Consequently, our results have clear clinical value. On the one hand, individuals with low SRGS scores had considerably longer longevity, indicating that high-risk AML patients should get more frequent monitoring and appropriate treatments. In contrast, given that only a subset of patients may get long-term advantages from ICIs, we want more precise biomarkers with therapeutic usefulness. The created SRGS may be used as a prognosis tool as well as a guide for customized immunotherapy. In addition, small compounds targeting SRGs have been discovered and have exhibited anticancer potential in vitro and in vivo (Gormally et al., 2014; Li et al., 2020; Polson et al., 2018). And these results demonstrate the potential for future therapeutic uses of these drugs. In addition, we hypothesize that reducing inflammation associated with cellular senescence by targeting particular inflammatory mediators may have a favorable impact on the treatment of cancer. A novel class of medications known as senolytic drugs has garnered significant interes,t and accumulating preclinical and clinical evidence points to its potential significance in conjunction with immunotherapy. Thus, this class of medications may have far-reaching consequences (Kolb et al., 2021; Prasanna et al., 2021; Waltenberger et al., 2018).

Despite the fact that our research indicated the advantages of immunotherapy and the prognosis for AML, it still had significant drawbacks. First, the eight-gene risk model was created and verified using a publicly available dataset; hence, external validation in multicenter cohorts is required. Second, prospective clinical studies are required to confirm the relevance of our study findings to AML patients undergoing immunotherapy. Third, in vivo and in vitro studies of the mechanisms through which SRGs remodel the TME in AML are necessary. In addition, further research is required to demonstrate how the aging TME contributes to AML development. The early assessment of the processes behind the connection between SRGs and a worse response to ICIs needs to be clarified by utilizing fundamental investigations.
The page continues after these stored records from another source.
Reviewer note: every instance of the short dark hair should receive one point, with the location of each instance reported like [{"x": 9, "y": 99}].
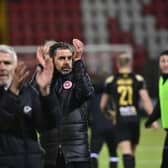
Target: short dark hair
[
  {"x": 163, "y": 53},
  {"x": 60, "y": 45}
]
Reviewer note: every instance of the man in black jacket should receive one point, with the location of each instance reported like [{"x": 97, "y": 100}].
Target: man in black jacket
[
  {"x": 20, "y": 114},
  {"x": 67, "y": 144}
]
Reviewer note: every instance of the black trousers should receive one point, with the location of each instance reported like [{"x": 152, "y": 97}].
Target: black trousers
[{"x": 60, "y": 163}]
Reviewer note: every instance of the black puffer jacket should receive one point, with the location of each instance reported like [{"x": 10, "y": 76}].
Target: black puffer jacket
[
  {"x": 20, "y": 118},
  {"x": 70, "y": 133}
]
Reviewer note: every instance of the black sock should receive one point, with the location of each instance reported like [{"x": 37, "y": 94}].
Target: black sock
[
  {"x": 113, "y": 164},
  {"x": 129, "y": 161},
  {"x": 94, "y": 163}
]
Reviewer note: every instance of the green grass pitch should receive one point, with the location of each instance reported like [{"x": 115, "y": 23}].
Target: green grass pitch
[{"x": 149, "y": 151}]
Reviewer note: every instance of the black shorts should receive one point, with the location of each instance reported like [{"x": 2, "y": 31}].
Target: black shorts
[
  {"x": 98, "y": 138},
  {"x": 128, "y": 131}
]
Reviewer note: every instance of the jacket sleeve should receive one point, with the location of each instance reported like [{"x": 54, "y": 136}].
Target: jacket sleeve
[
  {"x": 51, "y": 110},
  {"x": 154, "y": 116},
  {"x": 9, "y": 105},
  {"x": 84, "y": 86}
]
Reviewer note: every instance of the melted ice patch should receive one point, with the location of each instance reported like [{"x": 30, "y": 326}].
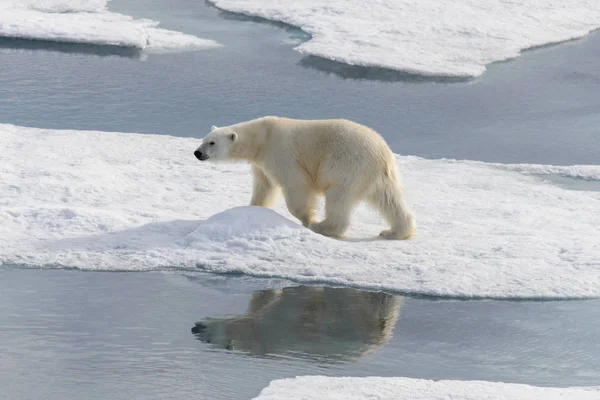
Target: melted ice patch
[
  {"x": 321, "y": 387},
  {"x": 455, "y": 38},
  {"x": 113, "y": 201},
  {"x": 89, "y": 22}
]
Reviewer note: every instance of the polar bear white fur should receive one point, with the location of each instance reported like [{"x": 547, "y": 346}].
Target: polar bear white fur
[{"x": 345, "y": 161}]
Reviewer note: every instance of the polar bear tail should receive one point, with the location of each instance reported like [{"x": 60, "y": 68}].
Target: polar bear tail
[{"x": 388, "y": 199}]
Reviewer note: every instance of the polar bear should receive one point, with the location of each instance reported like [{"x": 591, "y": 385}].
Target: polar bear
[
  {"x": 320, "y": 323},
  {"x": 345, "y": 161}
]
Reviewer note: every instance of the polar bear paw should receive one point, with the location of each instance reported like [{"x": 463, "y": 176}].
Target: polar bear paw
[
  {"x": 395, "y": 235},
  {"x": 326, "y": 229}
]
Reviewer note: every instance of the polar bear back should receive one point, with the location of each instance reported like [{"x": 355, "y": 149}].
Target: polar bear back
[{"x": 328, "y": 152}]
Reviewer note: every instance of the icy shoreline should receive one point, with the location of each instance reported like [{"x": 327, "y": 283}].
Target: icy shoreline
[
  {"x": 432, "y": 38},
  {"x": 74, "y": 21},
  {"x": 133, "y": 202}
]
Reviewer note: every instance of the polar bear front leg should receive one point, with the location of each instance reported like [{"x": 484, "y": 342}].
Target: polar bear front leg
[
  {"x": 338, "y": 207},
  {"x": 301, "y": 200},
  {"x": 265, "y": 192}
]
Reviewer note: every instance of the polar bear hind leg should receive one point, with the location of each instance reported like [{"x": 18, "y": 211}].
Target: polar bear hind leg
[{"x": 388, "y": 199}]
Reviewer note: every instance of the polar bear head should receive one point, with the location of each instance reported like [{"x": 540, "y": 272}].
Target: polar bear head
[{"x": 216, "y": 145}]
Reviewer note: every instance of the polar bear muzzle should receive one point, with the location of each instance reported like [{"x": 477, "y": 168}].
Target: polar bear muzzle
[{"x": 200, "y": 155}]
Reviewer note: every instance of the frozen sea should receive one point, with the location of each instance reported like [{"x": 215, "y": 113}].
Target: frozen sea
[{"x": 71, "y": 334}]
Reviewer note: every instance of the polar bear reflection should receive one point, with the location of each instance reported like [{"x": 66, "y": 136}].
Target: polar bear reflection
[{"x": 321, "y": 323}]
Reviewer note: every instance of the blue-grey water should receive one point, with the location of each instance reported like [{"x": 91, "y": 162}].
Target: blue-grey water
[
  {"x": 70, "y": 335},
  {"x": 73, "y": 335},
  {"x": 542, "y": 107}
]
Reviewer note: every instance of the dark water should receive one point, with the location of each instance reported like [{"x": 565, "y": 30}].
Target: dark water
[
  {"x": 542, "y": 108},
  {"x": 97, "y": 335},
  {"x": 73, "y": 335}
]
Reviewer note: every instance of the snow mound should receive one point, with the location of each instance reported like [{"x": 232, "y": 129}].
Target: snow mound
[
  {"x": 114, "y": 201},
  {"x": 379, "y": 388},
  {"x": 443, "y": 38},
  {"x": 89, "y": 22}
]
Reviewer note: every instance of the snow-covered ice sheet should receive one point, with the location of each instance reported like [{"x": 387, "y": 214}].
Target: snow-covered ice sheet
[
  {"x": 379, "y": 388},
  {"x": 427, "y": 37},
  {"x": 89, "y": 22},
  {"x": 115, "y": 201}
]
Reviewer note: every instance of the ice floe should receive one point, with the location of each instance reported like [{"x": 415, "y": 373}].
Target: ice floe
[
  {"x": 380, "y": 388},
  {"x": 446, "y": 38},
  {"x": 90, "y": 22},
  {"x": 129, "y": 202}
]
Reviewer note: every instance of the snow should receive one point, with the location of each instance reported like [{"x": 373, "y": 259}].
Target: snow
[
  {"x": 133, "y": 202},
  {"x": 379, "y": 388},
  {"x": 455, "y": 38},
  {"x": 89, "y": 22}
]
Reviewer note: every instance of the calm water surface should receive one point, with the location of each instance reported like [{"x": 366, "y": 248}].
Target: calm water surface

In conclusion, our work discovered and validated an SRGS with independent prognostic value for AML patients. Notably, the SRGS was strongly related to the immune cell infiltration levels and was implicated in the control of the immunological milieu in AML by SASP. At the end of this study, we characterized the complex interaction between the SRGS and immune checkpoint genes in AML. Meanwhile, we suggested the potential usage of the SRGS in combination with specific checkpoints as the predictive biomarkers of ICI response, which enabled a more accurate selection for AML patients who might benefit from ICI immunotherapy. Consequently, identifying SRGs influencing tumor immune responses and further investigating their regulatory mechanisms should aid in the risk classification and present intriguing targets which could enhance the immunotherapeutic response of AML.